In fact the answer is 2!!!!

You need a minimun of 2 weighs to find the bad coin IF YOU ARE LUCKY!

1- You take 2 coins, you weight them and you get an unbalanced situation.
2- You take one of them and you compare to an outside coin and you still find an unbalanced situstion ==> The bad coin is X and its 9g or 11g

So the minimum ways needed are 2.

First, I’d like to complement the clever redundant use of the factorial sign. (2!!!! = 2).
However, your answer is wrong. The original question was: “… how many minimum ways …”. Whereas, you pointed out only one such way. Indeed, the minimum number of weighings to determine counterfeit coin is 2, if you get lucky. But there are 27!/(25!*2!)=351 ways to compare 2 coins out of 27. And then there are 25*2 ways to compare one of those two to the 25 on the side.
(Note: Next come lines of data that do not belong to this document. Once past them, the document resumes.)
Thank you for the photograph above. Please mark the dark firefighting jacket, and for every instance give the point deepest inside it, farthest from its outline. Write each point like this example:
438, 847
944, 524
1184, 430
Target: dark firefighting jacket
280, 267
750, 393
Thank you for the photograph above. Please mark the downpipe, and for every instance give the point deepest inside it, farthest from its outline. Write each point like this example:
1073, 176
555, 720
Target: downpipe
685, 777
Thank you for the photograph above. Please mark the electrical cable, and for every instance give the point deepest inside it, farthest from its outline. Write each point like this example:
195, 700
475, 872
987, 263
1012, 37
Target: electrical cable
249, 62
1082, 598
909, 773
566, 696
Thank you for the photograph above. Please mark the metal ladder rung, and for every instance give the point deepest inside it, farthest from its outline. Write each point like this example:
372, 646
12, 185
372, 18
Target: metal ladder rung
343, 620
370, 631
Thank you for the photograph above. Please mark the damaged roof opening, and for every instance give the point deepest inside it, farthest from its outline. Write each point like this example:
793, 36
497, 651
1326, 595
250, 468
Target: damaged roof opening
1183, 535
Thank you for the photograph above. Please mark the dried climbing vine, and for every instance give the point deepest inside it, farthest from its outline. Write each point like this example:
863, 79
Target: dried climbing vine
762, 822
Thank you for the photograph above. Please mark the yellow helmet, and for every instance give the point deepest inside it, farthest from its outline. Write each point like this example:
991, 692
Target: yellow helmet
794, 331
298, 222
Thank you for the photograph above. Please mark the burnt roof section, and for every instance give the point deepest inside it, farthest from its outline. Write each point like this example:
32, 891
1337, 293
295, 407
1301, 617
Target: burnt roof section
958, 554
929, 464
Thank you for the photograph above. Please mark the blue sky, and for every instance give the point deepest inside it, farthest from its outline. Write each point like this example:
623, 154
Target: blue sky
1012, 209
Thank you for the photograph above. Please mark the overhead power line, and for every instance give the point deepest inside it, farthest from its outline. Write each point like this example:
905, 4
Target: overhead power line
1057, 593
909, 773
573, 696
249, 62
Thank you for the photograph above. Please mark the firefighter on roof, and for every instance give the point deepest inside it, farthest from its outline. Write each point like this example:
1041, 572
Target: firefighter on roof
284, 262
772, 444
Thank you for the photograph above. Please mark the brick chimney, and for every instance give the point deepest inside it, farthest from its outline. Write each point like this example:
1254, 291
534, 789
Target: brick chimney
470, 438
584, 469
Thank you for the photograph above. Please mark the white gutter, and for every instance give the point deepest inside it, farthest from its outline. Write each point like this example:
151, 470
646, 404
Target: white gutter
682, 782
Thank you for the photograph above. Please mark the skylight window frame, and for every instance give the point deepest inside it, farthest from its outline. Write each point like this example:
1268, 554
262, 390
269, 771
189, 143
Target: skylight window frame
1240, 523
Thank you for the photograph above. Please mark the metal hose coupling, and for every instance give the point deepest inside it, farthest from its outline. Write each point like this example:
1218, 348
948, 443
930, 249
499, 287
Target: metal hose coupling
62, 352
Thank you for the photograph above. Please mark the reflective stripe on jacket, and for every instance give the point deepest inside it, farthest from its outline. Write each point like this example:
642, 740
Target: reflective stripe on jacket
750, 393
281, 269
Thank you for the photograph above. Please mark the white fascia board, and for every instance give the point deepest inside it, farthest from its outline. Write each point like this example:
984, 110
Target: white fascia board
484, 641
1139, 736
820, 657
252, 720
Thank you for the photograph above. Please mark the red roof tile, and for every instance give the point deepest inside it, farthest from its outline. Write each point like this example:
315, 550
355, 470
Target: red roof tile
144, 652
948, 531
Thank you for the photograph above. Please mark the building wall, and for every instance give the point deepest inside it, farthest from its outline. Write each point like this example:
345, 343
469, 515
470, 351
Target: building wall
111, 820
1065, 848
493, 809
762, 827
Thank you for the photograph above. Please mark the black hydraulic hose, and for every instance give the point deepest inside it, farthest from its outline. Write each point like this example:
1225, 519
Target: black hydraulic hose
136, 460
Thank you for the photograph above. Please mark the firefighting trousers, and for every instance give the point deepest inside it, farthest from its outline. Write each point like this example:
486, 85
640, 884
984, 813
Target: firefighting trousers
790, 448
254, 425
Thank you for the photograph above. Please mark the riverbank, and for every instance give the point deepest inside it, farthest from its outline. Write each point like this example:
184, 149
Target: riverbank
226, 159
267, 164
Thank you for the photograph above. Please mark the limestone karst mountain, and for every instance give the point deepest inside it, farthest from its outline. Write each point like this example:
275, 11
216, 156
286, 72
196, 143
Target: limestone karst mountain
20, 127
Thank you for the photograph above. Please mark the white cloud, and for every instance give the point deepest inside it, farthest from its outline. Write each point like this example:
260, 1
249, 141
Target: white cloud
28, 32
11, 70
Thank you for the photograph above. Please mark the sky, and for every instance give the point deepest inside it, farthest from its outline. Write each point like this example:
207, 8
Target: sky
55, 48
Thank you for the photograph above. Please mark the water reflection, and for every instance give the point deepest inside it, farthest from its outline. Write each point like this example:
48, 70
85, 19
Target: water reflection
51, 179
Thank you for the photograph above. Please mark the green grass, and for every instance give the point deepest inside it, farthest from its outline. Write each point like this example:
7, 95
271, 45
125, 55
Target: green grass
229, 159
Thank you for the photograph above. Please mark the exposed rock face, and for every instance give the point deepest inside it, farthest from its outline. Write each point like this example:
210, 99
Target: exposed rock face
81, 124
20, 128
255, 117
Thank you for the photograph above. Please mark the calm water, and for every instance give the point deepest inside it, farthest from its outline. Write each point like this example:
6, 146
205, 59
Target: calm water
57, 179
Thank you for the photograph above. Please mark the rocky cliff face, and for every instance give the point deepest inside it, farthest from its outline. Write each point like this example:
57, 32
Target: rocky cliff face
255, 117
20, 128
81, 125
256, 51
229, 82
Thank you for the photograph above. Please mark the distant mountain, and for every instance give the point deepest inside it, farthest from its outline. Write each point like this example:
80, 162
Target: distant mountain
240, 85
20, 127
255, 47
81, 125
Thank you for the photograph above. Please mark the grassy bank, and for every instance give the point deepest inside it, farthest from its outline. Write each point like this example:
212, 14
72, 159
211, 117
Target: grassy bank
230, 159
Or you could choose to drop 13 coins onto one side of the scale and 13 onto another, and get lucky finding that they weigh the same. And there are C(27,13)*C(14,13) ways, or 27!/(14!*13!)*14 of doing that. Then there are 26 ways to compare the counterfeit coin with one of the true ones. Simplified, the correct answer is: 27! / 24! + 27! * 26 / (13! * 13!). That seems like a very large number, which may not fit into the space allotted by this forum.
(Also, see my previous post for further discussion of the puzzle as it was meant.)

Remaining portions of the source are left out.